Bugün Türkiye’de Müslümanların en büyük müşküllerinin başında; yıkılan aile müessesesi, ifsat edilen İslâm kadını, teşvik edilen eşcinsel eğilimler, cinsiyet eşitliği melaneti, genetiği değiştirilmiş gıda ve genetiğe müdahale eden tıbbi muhteva meseleleri gelmektedir. Adeta insanlığın fıtratına harp ilan edilen bir devri yaşıyoruz. Hocalar bunu konuşmuyor değil çok az bir kısmı da olsa konuşuyor lakin konuşanlar cüzzamlı muamelesi görüyor, soruşturma geçiriyor, sistematik olarak; medya, siyaset, bürokrasi linçine maruz kalıyor.
Sigara paketlerinin üzerinde “öldürür” yazıyor, doktorlar feryat ediyor “içmeyin şu zehri” diye, üzerindeki resimler mide bulandıracak cinsten, haram fetvası dahi verildi lakin kimse kaldırıp atmıyor bütün pahalılığına rağmen içmeye devam ediyor. İşte bugün en tesirli hocaların etkisi bile ancak bu mesabededir.
Ben oğlunu işe koymadığı için bir millet vekilinin üzerine yürüyen kadın gördüm; ancak “kadın hastalıkları/kadın doğum bölümlerinde neden hâlâ erkek stajyerler görev alıyor?” diye itiraz eden birine rast gelmedim.
Bu ayetleri okuduktan sonra Rasûlullah (s.a.s.) şöyle buyurdu: İsrailoğulları arasında dinleri hususunda bir eksiklik ortaya çıkınca içlerinden biri kardeşinin günaha düştüğünü görür ve onu günahından sakındırırdı. Fakat ertesi gün o kötülüğü işlemeye devam etmesine rağmen, o sakındıran kimse onunla birlikte oturup yer içerdi. Allah’ta böylece bunların kalplerini birbirine benzetti.”
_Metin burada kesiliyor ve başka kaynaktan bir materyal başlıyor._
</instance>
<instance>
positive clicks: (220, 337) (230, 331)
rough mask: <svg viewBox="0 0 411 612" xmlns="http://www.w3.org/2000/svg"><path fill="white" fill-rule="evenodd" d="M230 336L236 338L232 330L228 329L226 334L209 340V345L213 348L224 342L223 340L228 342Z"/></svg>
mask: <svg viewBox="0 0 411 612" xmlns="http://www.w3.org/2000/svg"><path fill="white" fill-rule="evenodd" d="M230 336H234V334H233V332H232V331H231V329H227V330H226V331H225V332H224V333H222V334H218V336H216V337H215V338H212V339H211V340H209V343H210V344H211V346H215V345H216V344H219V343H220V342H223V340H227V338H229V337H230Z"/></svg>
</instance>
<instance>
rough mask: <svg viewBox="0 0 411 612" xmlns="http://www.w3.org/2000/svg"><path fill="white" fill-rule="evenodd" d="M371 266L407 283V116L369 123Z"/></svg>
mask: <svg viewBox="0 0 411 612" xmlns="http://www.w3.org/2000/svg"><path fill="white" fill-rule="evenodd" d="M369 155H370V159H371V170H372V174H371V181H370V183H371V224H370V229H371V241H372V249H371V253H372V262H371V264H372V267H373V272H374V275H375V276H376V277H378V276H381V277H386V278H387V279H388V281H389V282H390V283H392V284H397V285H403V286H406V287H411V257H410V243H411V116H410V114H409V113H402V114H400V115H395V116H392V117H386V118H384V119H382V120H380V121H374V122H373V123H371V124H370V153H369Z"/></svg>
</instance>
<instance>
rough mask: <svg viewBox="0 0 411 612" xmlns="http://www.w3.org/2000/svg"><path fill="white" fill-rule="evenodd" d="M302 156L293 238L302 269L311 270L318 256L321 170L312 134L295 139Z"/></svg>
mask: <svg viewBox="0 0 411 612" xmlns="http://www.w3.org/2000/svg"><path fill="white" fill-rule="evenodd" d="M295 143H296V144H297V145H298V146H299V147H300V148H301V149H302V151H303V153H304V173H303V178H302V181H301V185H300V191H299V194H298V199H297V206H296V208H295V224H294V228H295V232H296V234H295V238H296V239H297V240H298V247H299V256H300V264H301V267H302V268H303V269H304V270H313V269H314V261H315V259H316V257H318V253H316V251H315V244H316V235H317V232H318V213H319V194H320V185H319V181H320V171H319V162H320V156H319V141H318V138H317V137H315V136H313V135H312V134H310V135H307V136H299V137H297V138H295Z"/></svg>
Rasûlullah (s.a.s.) buraya kadar konuşurken bir yere dayanmıştı, buraya gelince doğruldu ve şöyle buyurdu:
“Evet, vallahi siz ya iyiliği emreder kötülükten menedersiniz, zalimin elinden tutup onu hakka döndürürsünüz ve onu hak üzere tutarsınız (ya da sizin de kalpleriniz birbirine benzer)”
(Ebû Dâvud, “Melâhim”,17, nr. 4336; Tirmîzî, “Tefsîru Sûrati Maide”, 7, nr: 3047-3048 vd.)